Public Art
Light touches us directly whether in the form of a sunny day or the brilliance of color. It creeps in and catch us off guard. Public art offers a new vision of a place and the opportunity to experience it freshly, perhaps like turning a corner to a new vista.
Haven (2020)
Three painted steel structure with inset glass panels. Varying heights: 17’, 12’ and 10’10”
Ten custom imaged, laminated glass panels
A grouping of three steel-framed houses supported on posts honors the migrations of peoples to what was a vast floodplain in central Texas. Drawn by water and fertile land, it also drew conflicts through time. Glass panels inspired by the region fill the sides and roof of two of the houses. The third house has a silhouette of a mockingbird whose calls, captured from its surroundings, bear witness to those who have found haven there.
Commissioned by the Arts Council of Fort Worth, Public Art Program, Fort Worth, TX
Details below:
Reflecting Time (2005)
Two sixty-five foot screens with projected video imagery and poetry.
Projected video and poetry flows in opposite directions across two 60-foot screens within the storefront windows. The doorway entrance between the two screens represents the present. Video imagery and poetry from memories flow to the left; hopes and dreams of the future flow to the right. In the paradox of time, the present is experienced simultaneously as the continuous now and as a fleeting moment caught between the past and future.
Commissioned for the Scarbrough Building, Austin, TX.
Matrix (1999)
Digital glass panels illuminated by sunlight, 12’x18’.
This library entrance glows from solar-illuminated color patterns inspired by a computer chip made up of quotations from poetry, prose and personal statements on quest, search or discovery. The texts and symbols honor the library’s role as an archive of information. The imagery patterns were inspired by the evolution of encoded information from the visual to symbols of written language and digital code.
Commissioned for the E.P. Foster Library, Ventura, CA through Ventura Art and Public Place Program.
Evidence of Time and Dual Cascade (1994)
Inverted pendulum, steel, aluminum, holographic panels, illuminated sky panel and motorize drive system, 36’.
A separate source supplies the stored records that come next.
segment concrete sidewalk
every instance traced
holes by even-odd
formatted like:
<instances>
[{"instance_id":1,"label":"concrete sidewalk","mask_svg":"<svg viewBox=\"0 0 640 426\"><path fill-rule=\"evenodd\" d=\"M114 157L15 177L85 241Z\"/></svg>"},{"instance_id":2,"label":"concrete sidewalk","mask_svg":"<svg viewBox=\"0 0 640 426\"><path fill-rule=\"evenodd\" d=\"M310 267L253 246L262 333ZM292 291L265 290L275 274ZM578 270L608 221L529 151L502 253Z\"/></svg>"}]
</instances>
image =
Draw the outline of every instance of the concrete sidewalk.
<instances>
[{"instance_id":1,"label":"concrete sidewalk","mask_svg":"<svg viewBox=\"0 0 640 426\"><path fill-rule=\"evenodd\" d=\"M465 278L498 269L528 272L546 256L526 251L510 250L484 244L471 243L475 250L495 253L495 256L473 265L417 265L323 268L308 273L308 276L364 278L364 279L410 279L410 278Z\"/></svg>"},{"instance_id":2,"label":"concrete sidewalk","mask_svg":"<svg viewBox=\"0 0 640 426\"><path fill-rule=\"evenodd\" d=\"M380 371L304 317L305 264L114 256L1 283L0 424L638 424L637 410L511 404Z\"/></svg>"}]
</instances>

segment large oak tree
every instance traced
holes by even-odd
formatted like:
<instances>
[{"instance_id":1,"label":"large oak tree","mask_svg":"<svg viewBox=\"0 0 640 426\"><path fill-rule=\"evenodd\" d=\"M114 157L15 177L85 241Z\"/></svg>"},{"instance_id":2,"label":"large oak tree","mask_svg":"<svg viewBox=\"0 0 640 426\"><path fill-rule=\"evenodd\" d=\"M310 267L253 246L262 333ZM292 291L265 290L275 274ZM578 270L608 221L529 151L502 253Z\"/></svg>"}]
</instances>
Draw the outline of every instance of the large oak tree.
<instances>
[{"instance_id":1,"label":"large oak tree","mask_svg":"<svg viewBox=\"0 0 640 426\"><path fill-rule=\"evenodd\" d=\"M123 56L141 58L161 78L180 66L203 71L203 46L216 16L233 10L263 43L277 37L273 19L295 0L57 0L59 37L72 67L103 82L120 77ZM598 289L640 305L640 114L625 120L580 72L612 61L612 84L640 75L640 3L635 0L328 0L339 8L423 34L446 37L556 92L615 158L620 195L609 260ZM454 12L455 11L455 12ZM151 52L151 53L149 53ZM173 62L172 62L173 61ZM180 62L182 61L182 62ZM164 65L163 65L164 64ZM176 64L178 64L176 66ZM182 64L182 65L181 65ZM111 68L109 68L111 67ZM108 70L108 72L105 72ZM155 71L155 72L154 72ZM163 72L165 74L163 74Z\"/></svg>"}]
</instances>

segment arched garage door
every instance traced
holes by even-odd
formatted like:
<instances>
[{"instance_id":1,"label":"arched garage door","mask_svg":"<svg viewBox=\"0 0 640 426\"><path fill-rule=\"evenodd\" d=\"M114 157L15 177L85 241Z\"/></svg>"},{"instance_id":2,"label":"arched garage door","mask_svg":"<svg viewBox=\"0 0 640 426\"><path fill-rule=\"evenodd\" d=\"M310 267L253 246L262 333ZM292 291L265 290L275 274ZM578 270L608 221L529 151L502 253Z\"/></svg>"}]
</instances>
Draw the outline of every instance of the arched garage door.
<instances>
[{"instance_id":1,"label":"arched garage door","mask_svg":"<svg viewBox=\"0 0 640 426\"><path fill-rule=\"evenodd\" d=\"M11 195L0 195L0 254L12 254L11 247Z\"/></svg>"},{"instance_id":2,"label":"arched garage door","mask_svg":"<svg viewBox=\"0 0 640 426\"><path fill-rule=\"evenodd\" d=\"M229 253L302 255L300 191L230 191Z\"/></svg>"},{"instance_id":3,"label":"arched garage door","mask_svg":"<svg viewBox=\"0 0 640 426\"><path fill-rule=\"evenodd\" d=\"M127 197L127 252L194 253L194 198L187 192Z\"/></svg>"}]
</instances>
This installation scans the sky as the earth rotates beneath it. An inverted pendulum, it marks the Entrance Plaza of the Moreno Valley Mall and sweeps slowly from north to south. Illuminated by sunlight, the spectral colors of light race up and down the sculpture’s south face with its motion.
The earth turned in her sleep and traded one surface for another.
- Umberto Eco, Foucault’s Pendulum
Commissioned for the Moreno Valley Mall, Moreno Valley, CA.
Celestial Chance (1993)
Platform-steel, holographic skylight panels and paving. Lower level - ceramic tile.
This installation presents contemporary and indigenous approaches to the sky as a realm of discovery. The Chumash of Southern California believed in a mystic game of chance between the Sun and Sky Coyote as the North Star foretold the new year. The upper level pays homage to solar and celestial instruments. The Station’s lower level includes tile installations inspired by Chumash pictograms, created by collaborating tile artist, Viqui McCaslin.
Commissioned by the Los Angeles County Metropolitan Transportation Authority for the Long Beach Boulevard Metro Station.
Falling Light (1992)
Wall mural: metal, holographic laminate; Doors: holographic film laminated to glass; Waterfall: sound installation simulating falling water.
Designed for the Phoenix Police Department, three installations create a calming atmosphere within the lobby. The mural was inspired by the silhouette of Camelback Mountains and the doors create a spectral imaging reminiscent of the sunset across the desert.
Commissioned by the Phoenix Public Art Program
Flight of Fish (1990)
Fifty steel, fish-shaped wind vanes with holographic laminate in a reflecting pool.
The wind mimics the schooling behavior of fish in motion, turning as one with the flicker of colors reflecting off their diffractive scales in the sunlight. This installation was destroyed by vandalism.